ODs on the spec and nanodrop

So there are two ways to measure bacterial culture ODs in the lab. The first is to use the nearby ~ $10,000 Thermofisher Nanodrop One (no cuvette option). The second option is to use a relatively cheaply made cuvette-based spectrophotometer I bought off of Amazon for ~ $100. To make it clear, this comparison is not a statement about the value of a Nanodrop (though I will say that having an instrument like a Nanodrop is essentially a must in a mol biol lab). This is more about if the Nanodrop is already being used by someone and waiting would get in the way of some bacterial speccing timepoints, can I purchase a $100 piece of equipment to relieve such a conflict? Especially for bacterial cultures, where volume isn’t really an issue and the measurement is simply the reading at 600 nm, not even requiring some algebra to make a conversion to more practical units (like ng/uL for DNA).

So to do this comparison, over a number of independent instances, I took the same bacterial culture and put 1mL into a cuvette and ran it on the old spec, and took 2 uL and put it on the Nanodrop pedestal and measured there. I made a table of the results, and graphed it in the plot below.

So the readings on the two instruments certainly correlate (that’s good), although it’s not an exact 1:1 relationship. In fact, the nanodrop gave numbers roughly 1.5 times higher than the spec. But if the two instruments give two different readings, then the question becomes “which is right?”

And to that, I essentially say there is no right answer. Each is a proxy for bacterial cell density (ie. Billions of bacteria / mL), but there’s no “absolute” information encoded in the OD number that tells us that specifically for our bacteria, and we’d still have to come up with a conversion factor either way (ie. my doing limiting dilutions of specc’d cultures and counting colonies), and once we have that, both will be right with that context. Sure, it would be nice if we had a method that was the most in-line with whatever ODs that were being described by various papers in the literature, but who knows what they used (recent papers may be using ODs from the nanodrop [with some perhaps using the cuvette option but many others not], while the older publications certainly didn’t have and instead likely used some old-school form of spec). But even that’s going to be heterogeneous, and will only give limited information anyway.

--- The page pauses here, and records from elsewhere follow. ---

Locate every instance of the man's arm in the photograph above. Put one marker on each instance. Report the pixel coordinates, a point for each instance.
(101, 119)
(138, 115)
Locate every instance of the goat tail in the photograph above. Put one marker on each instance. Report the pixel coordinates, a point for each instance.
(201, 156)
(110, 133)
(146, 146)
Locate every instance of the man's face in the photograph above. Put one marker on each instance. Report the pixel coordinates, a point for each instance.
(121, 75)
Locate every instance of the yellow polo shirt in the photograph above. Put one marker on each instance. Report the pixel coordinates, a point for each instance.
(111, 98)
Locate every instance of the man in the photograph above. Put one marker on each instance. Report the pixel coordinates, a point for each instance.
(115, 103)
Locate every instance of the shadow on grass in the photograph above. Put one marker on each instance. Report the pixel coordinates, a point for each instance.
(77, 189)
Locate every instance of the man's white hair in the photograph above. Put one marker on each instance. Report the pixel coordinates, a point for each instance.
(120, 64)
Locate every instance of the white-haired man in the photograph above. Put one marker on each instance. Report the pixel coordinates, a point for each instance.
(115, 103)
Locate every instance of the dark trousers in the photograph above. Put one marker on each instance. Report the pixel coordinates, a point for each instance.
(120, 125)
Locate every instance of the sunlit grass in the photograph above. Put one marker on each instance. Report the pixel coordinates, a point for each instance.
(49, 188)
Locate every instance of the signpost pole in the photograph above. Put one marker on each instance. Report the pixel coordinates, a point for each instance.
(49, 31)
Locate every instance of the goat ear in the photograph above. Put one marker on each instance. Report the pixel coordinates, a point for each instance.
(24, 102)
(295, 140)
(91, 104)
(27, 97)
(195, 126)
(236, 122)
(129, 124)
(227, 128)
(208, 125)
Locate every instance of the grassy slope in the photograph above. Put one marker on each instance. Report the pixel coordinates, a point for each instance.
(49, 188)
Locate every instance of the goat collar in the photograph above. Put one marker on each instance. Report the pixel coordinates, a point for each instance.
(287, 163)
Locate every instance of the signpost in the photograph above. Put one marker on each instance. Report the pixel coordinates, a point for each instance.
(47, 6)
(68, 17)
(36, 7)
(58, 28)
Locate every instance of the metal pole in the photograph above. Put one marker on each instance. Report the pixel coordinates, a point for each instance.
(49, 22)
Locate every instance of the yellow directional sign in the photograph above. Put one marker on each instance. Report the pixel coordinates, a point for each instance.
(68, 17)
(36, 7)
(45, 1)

Well, good record-keeping to the rescue. We’ve transformed the positive control plasmid enough times to sample a range of various ODs just by chance, to see if certain bacterial ODs correlate with transformation efficiency. And boy, there’s been a whole lot of nothing there so far (which is actually quite notable; see below).

(FYI: I don’t remember which instrument I used to measure the OD A600 readings. Probably mostly the old spec, tho).

So yea, I’ve generally used cultures with ODs at the time of collection between 0.1 and 0.45, and they’ve collectively given me transformation rates of ~ 20,000 using our standard “positive control” plasmid. So there seems to be a pretty wide window of workable ODs. But generally speaking, I see no issue with having a culture of 0.1 to 0.4 OD as measured with either machine for use with chemical transformation.